In short, the potential lethality of anthrax in this case far exceeds that of any powdered product found in the now extinct U.S. Biological Warfare Program. In meetings held on the cleanup of the anthrax spores in Washington, the product was described by an official at the Department of Homeland Security as "according to the Russian recipes" -- apparently referring to the use of the weak electric charge.
The latest line of speculation asserts that the anthrax's DNA, obtained from some of the victims, initially led investigators to the laboratory where Ivins worked. But the FBI stated a few years ago that a complete DNA analysis was not helpful in identifying what laboratory might have made the product.

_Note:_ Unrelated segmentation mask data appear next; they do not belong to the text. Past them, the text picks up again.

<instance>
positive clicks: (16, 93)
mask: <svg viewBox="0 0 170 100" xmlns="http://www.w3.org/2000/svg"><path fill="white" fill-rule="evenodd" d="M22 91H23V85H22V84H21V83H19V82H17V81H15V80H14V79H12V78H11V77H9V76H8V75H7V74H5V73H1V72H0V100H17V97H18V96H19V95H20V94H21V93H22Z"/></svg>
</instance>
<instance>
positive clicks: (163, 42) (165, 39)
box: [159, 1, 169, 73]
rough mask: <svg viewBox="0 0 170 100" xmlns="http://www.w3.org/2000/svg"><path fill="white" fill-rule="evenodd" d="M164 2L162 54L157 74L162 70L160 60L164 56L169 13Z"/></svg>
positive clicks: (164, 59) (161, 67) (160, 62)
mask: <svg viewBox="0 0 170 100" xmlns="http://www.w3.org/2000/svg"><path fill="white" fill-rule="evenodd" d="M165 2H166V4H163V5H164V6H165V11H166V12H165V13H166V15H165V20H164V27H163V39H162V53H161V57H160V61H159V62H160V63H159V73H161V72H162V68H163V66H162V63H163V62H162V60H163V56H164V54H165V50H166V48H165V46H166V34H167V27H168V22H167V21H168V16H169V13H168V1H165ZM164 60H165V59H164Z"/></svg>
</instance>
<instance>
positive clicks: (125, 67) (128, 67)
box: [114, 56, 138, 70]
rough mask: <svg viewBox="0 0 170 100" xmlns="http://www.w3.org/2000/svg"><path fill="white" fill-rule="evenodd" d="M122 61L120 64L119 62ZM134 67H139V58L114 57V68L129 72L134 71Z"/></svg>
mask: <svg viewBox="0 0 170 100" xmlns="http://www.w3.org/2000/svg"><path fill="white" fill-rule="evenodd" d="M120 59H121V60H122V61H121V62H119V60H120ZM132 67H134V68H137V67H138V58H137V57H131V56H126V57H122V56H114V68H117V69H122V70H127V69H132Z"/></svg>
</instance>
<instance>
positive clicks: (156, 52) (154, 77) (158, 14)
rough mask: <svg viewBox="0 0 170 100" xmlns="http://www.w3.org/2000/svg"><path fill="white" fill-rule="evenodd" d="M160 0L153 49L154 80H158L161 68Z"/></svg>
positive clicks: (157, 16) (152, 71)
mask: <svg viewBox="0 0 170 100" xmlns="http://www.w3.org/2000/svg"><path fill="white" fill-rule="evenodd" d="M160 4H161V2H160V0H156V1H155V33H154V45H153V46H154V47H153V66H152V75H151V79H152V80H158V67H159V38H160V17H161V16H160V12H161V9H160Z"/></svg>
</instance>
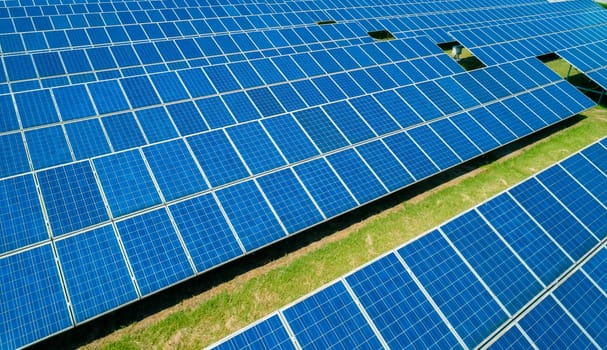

So, it not Ivins, then whom? Spertzel lays this out as well:
Furthermore, the anthrax in this case, the "Ames strain," is one of the most common strains in the world. Early in the investigations, the FBI said it was similar to strains found in Haiti and Sri Lanka. The strain at the institute was isolated originally from an animal in west Texas and can be found from Texas to Montana following the old cattle trails. Samples of the strain were also supplied to at least eight laboratories including three foreign laboratories. Four French government laboratories reported on studies with the Ames strain, citing the Pasteur Institute in Paris as the source of the strain they used. Organism DNA is not a very reliable way to make a case against a scientist.
The FBI has not officially released information on why it focused on Ivins, and whether he was about to be charged or arrested. And when the FBI does release this information, we should all remember that the case needs to be firmly based on solid information that would conclusively prove that a lone scientist could make such a sophisticated product.
The lone "mad scientist" motif runs through the investigation. We still can't figure out how Ivins kept any sort of clearance. Was he allowed to keep his clearance so that they could continue to investigate him? Did they let him continue to have access so they could watch him and see if he tried to duplicate what the original Anthrax killer had done? If you knew there was someone unstable in an organization who could possibly carry out a copycat attack--and then give you the perfect patsy on whom you could hang the whole affair--would you risk waiting for years to see if your patsy tripped up?
Ivins may have been demented, troubled, and unstable enough to use a biological weapon against innocent people. But was he the man who carried out the Anthrax attacks in 2001?
From what we know so far, Bruce Ivins, although potentially a brilliant scientist, was not that man. The multiple disciplines and technologies required to make the anthrax in this case do not exist at Army's Medical Research Institute of Infectious Diseases. Inhalation studies are conducted at the institute, but they are done using liquid preparations, not powdered products.
The FBI spent between 12 and 18 months trying "to reverse engineer" (make a replica of) the anthrax in the letters sent to Messrs. Daschle and Leahy without success, according to FBI news releases. So why should federal investigators or the news media or the American public believe that a lone scientist would be able to do so?
I don't know about you, but the FBI's case is pretty much in doubt, and a possibly innocent man took the fall for one of the worst failures in the history of the US government.